Os elogios ao movimento VAT estiveram também nos principais órgãos da imprensa capitalista: Folha de S. Paulo, O Globo, Exame, Época Negócios. O que faz um grupo de capitalistas, cujo principal função é extrair o sangue do trabalhador até a última gota, decidir apoiar uma medida que aparentemente diminuiria o tempo de trabalho?
A resposta não é tão difícil de se encontrar. A questão é que justamente não se trata de uma verdadeira redução da jornada o projeto apresentado na Câmara.
Para José Paulo Kupfer, o projeto deve ir devagar, mas deve ser aprovado. Ele critica os capitalistas que estão contra o projeto, dizendo que são “terrorismo econômico’:
“Assim como as críticas mais radicais ao projeto de redução de jornada, projetando uma desestruturação no mercado de trabalho e na economia, não passam de terrorismo econômico, os cenários idílicos de expansão dos negócios e da atividade, a partir da melhora no bem-estar pessoal dos trabalhadores, cheiram ao mais primário voluntarismo.”
O texto do Poder 360 nos dá a clara imprensa de que o jornalista, conceituado entre um setor empresarial, tenta convencer os capitalistas que ainda não entenderam os benefícios da PEC. Benefícios para os próprios capitalistas, está claro.
Acontece que a PEC apresentada no Congresso não é realmente um redução da jornada. Trata-se de um engodo, uma enganação para colocar uma parte da esquerda a reboque de uma proposta empresarial. Como explica Rui Costa Pimenta, em seu artigo Contra a escala 6×1, sim; movimento VAT e seu projeto, não.
“O movimento VAT é uma importação, responde a uma organização chamada 4dayweek Global, uma ONG empresarial imperialista que propaga a ideia da semana 4×3.
“A proposta de 4×3 [que é o que está exposto na PEC] não é uma verdadeira proposta de redução da jornada, mas uma proposta de flexibilização da jornada, ou seja, é pior que a escala 6×1. Por isso, o projeto apresentado, que sequer faz sentido, uma vez que a sua semana 4×3 levaria a 32 horas quando o projeto propõe 36 horas, não fala dos salários e do final de semana livre.”
Essa proposta atende às necessidades de uma boa parte de grandes empresas que tem uma demanda irregular de produção. Por exemplo, produzem muito mais em determinado período do ano que em outro. Assim, se houver uma flexibilização na contratação dos funcionários, esses empresários podem aumentar a carga de trabalho num período, fazer horas extras etc quando a demanda for maior e dar “folgas” ao trabalhador quando a produção cair. Na prática, o trabalhador fica totalmente a mercê do que bem entender o patrão.

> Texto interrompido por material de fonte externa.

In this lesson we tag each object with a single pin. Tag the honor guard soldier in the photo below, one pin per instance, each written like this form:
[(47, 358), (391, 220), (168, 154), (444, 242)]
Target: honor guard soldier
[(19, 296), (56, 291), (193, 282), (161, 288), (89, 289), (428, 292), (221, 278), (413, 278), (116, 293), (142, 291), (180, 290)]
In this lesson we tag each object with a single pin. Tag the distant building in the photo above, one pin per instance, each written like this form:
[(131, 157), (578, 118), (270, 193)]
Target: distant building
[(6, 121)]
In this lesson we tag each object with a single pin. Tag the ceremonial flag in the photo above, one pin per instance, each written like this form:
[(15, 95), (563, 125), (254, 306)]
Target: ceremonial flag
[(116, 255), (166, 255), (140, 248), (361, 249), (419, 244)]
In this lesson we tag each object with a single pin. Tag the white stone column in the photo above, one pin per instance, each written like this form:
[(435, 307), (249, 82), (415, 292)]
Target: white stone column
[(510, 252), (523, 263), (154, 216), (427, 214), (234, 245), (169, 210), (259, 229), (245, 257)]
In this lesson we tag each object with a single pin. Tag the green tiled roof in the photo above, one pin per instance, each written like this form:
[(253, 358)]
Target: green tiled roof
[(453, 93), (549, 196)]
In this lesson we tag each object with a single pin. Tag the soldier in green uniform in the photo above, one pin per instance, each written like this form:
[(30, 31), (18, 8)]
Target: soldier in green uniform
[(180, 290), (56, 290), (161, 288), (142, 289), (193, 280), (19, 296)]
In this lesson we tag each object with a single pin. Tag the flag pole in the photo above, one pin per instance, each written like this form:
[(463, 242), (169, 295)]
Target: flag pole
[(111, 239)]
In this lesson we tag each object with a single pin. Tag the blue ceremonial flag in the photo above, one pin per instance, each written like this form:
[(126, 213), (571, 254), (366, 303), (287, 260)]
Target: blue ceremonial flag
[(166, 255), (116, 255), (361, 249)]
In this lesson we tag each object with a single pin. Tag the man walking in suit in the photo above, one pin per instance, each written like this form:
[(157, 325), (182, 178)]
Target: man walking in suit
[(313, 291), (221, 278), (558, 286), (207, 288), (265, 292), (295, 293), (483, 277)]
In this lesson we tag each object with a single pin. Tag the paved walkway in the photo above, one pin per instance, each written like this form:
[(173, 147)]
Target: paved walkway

Não há de fato uma diminuição da jornada, reivindicação das mais tradicionais do movimento operária, mas uma flexibilização das relações de trabalho que permite, inclusive, que o trabalhador trabalhe ainda mais e conforme as necessidades do patrão. Isso sem contar que não há nada no projeto que garanta a não redução salarial.
É por essa e outras que o colunista do Poder 360 parece dedicar-se a convencer aqueles empresários que ainda não querem aceitar a PEC. Por isso ele quer que as coisas vão devagar, para os empresários poderem se adaptar às novidades, ao que poderíamos chamar de incremento da reforma trabalhista de Temer.
Difícil saber se a maior parte dos capitalistas vão aceitar o projeto que está na Câmara. Mas uma parte, ligada ao imperialismo, está lutando para flexibilizar ainda mais as relações de trabalho, já tão sucateadas.
Contra isso, só mesmo a defesa de uma redução da jornada para 35 horas semanais, sem redução salarial, e que o trabalhador tenha direita ao final de semana livre. E isso é para já!